Last weekend’s 24 Hours of Le Mans – the 93rd edition of the celebrated twice-round-the-clock La Sarthe contest (14-15 June) – served up its usual heady mix of duels, drama, heartbreak and heroics. Here, we break the race down by numbers...
3
All four manufacturers who have won Le Mans outright since the inception of the FIA World Endurance Championship have done so at least three times in a row – Audi from 2012-2014, Porsche from 2015-2017, Toyota from 2018-2022 and now Ferrari from 2023-2025.
6
Ryan Hardwick is the sixth American driver to win Le Mans at GT level, following in the wheeltracks of compatriots Jeff Segal, Bill Sweedler, Townsend Bell, Patrick Lindsay and Ben Keating.
9
The number of drivers who have won Le Mans in a Ferrari 499P Hypercar; for all of them, it was their maiden outright success at La Sarthe. The last time nine different drivers triumphed in three consecutive editions with a single marque was at Porsche between 1996 and 1998, although not all of them were first-time winners.
12
Ferrari’s 12th overall Le Mans victory leaves the Prancing Horse just one win shy of Audi’s total.
13
The starting position of the winning #83 Hypercar. Lucky for some. Only two crews have ever won the race from further back on the grid. Notably, none of the podium-finishers began inside the top ten, with the second-placed #6 Porsche down in 21st after failing post-qualifying weight checks and the #51 Ferrari 11th. The AF Corse car is also the first to ever win an FIA World Endurance Championship race from lower than tenth.

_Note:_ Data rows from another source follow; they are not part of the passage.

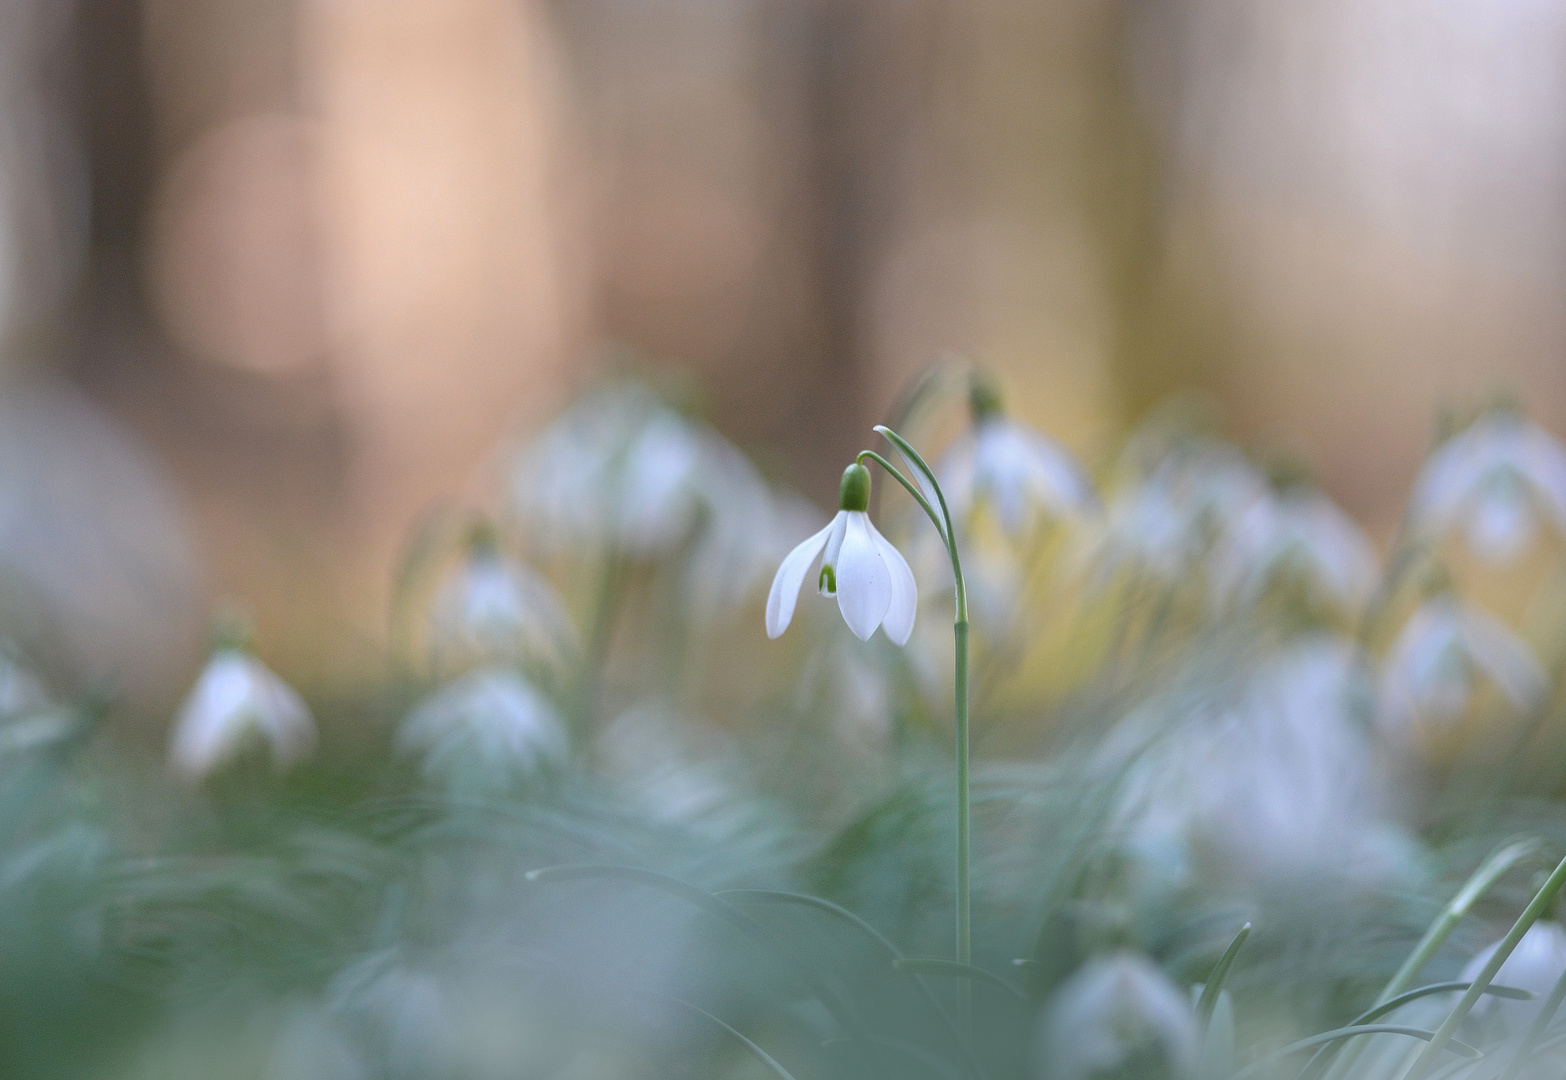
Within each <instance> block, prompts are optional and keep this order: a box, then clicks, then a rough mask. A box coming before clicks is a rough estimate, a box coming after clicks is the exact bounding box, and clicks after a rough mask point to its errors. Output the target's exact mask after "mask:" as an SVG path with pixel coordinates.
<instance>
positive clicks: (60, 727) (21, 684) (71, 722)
mask: <svg viewBox="0 0 1566 1080" xmlns="http://www.w3.org/2000/svg"><path fill="white" fill-rule="evenodd" d="M80 726H81V718H80V717H78V715H75V714H74V712H72V711H70V709H69V707H67V706H64V704H61V703H58V701H55V700H53V697H52V695H50V693H49V690H47V689H45V687H44V684H42V681H39V679H38V676H34V675H33V673H31V671H28V670H27V668H25V667H23V665H22V662H20V661H19V659H17V657H16V656H14V654H13V653H9V651H8V650H0V754H17V753H28V751H33V750H42V748H44V747H50V745H53V743H58V742H63V740H64V739H67V737H70V736H72V734H75V733H77V731H78V729H80Z"/></svg>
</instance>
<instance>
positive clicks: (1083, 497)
mask: <svg viewBox="0 0 1566 1080" xmlns="http://www.w3.org/2000/svg"><path fill="white" fill-rule="evenodd" d="M969 409H971V413H972V427H971V429H969V430H968V432H966V434H965V435H962V437H960V438H958V440H957V441H955V443H954V445H952V448H951V449H949V451H947V452H946V457H944V459H943V462H941V466H940V470H936V473H938V476H940V479H941V488H943V490H944V491H946V496H947V499H949V504H951V509H952V515H954V518H957V520H968V518H971V517H972V513H974V512H976V510H977V509H979V507H988V509H990V510H991V512H993V513H994V515H996V518H998V520H999V523H1001V527H1002V529H1004V531H1005V534H1007V535H1009V537H1010V538H1012V540H1019V538H1023V537H1024V535H1026V534H1027V532H1029V529H1030V527H1032V526H1034V524H1035V523H1037V521H1038V520H1040V518H1062V517H1073V515H1082V513H1092V512H1096V510H1098V493H1096V491H1095V490H1093V485H1092V482H1090V481H1088V479H1087V476H1085V474H1084V473H1082V468H1081V466H1079V465H1077V463H1076V460H1074V459H1073V457H1071V454H1068V452H1066V451H1065V449H1063V448H1060V446H1057V445H1055V443H1052V441H1051V440H1048V438H1045V437H1043V435H1040V434H1038V432H1035V430H1032V429H1030V427H1026V426H1023V424H1018V423H1016V421H1013V419H1010V418H1009V416H1007V415H1005V412H1004V410H1002V407H1001V393H999V390H998V388H996V385H994V382H991V380H990V379H988V377H987V376H983V374H976V376H974V379H972V383H971V387H969Z"/></svg>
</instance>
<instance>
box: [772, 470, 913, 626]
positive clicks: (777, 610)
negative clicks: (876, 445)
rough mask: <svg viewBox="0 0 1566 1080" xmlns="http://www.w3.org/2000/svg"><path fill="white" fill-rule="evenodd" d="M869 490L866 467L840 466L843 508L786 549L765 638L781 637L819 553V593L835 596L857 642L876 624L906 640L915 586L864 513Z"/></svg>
mask: <svg viewBox="0 0 1566 1080" xmlns="http://www.w3.org/2000/svg"><path fill="white" fill-rule="evenodd" d="M869 491H871V481H869V470H866V468H864V466H863V465H850V466H849V468H847V470H844V473H843V490H841V496H839V502H841V506H843V509H839V510H838V515H836V517H835V518H832V521H828V523H827V527H825V529H822V531H821V532H817V534H816V535H813V537H808V538H806V540H803V542H802V543H800V545H799V546H797V548H794V549H792V551H791V553H788V557H785V559H783V565H780V567H778V573H777V576H775V578H774V579H772V592H770V593H769V595H767V637H780V635H781V634H783V631H786V629H788V625H789V621H791V620H792V618H794V604H796V603H797V601H799V590H800V587H802V585H803V584H805V573H806V571H808V570H810V567H811V563H814V562H816V556H821V571H819V573H817V576H816V582H817V590H819V592H821V595H822V596H836V598H838V609H839V610H841V612H843V620H844V621H846V623H847V625H849V629H850V631H853V634H855V635H857V637H858V639H860V640H861V642H868V640H869V639H871V634H874V632H875V628H877V626H883V625H885V628H886V637H889V639H891V640H893V642H896V643H897V645H905V643H907V642H908V634H911V632H913V618H915V614H916V610H918V606H919V590H918V585H916V584H915V581H913V571H911V570H910V568H908V562H907V560H905V559H904V557H902V553H899V551H897V549H896V548H894V546H891V542H888V540H886V537H883V535H882V534H880V531H879V529H877V527H875V523H874V521H871V517H869V513H866V512H864V507H866V506H869Z"/></svg>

On his debut at La Sarthe, Nick Yelloly became the 13th British driver to prevail in the LMP2 category at Le Mans since FIA WEC began.
14
Richard Lietz’s 14th FIA WEC triumph marked his sixth class victory at Le Mans. The Austrian has finished three of the race’s four editions since 2022, and on each occasion, he has won.
24
The number of wins Manthey has now achieved in the FIA World Endurance Championship.
37
AF Corse’s Philip Hanson is the 37th British driver to triumph outright at Le Mans, and the first FIA WEC competitor to win the race in both of the current major prototype classes, following his success in LMP2 five years ago. The result represents the 26-year-old’s seventh career victory in the championship – and first since Monza in 2021.
50
Manthey 1st Phorm clinched Porsche’s 50th FIA WEC win in GT competition – only the third marque to reach that milestone. The German manufacturer boasts a 50 per cent strike rate in the 12 LMGT3 races held to-date, and like Manthey, remains undefeated in the category at Le Mans.
57
Porsche’s 57th top-class rostrum in FIA WEC has drawn the German manufacturer level in the record books with fellow multiple world championship-winning marque Audi.
59
The number of the race-winning McLaren F1 GTR 30 years ago, but also – astonishingly – the number of laps completed by Robert Kubica during his final quintuple stint inside the cockpit of the #83 AF Corse Ferrari 499P Hypercar on Sunday. Or – to put it another way – more than 800km. And much of it without rehydration, after the Pole’s drinks bottle broke. That podium champagne will never have tasted so sweet...
166
The total number of laps driven by Kubica in the race – an impressive 43 per cent of the #83 Ferrari’s overall tally...
387
The number of laps completed by the race-winner – a new record in the Hypercar era, beating 2022’s total of 380.
499P
Ferrari’s all-conquering prototype is the first Hypercar to triumph at Le Mans three times, and the second to claim four consecutive FIA WEC victories, after the Toyota GR010 Hybrid. All ten drivers who have raced the car have won in it.
3,514
Tom Dillmann broke Luis Pérez Companc’s 3,283-day record – from Spa 2014 until Spa 2023 – for the longest gap between two FIA WEC race wins. The Mulhouse native last prevailed in Shanghai in 2015 – 3,514 days ago – and yesterday became the first Frenchman to triumph in the LMP2 category at Le Mans since Charles Milesi in 2021. Both of Inter Europol Competition’s victories in the series have been achieved at La Sarthe – in 2023 and 2025 – while the team and driver Jakub Śmiechowski have now recorded three consecutive podiums in the race. The Warsaw native is the first Polish driver to win Le Mans twice.
5,273
The total distance completed by the race-winning #83 Ferrari in kilometres. To put it into perspective, that is approximately 800km further than driving across the United States from New York to Los Angeles.
24h02m53.332s
The 2025 edition of Le Mans was the longest-duration race in FIA WEC to-date.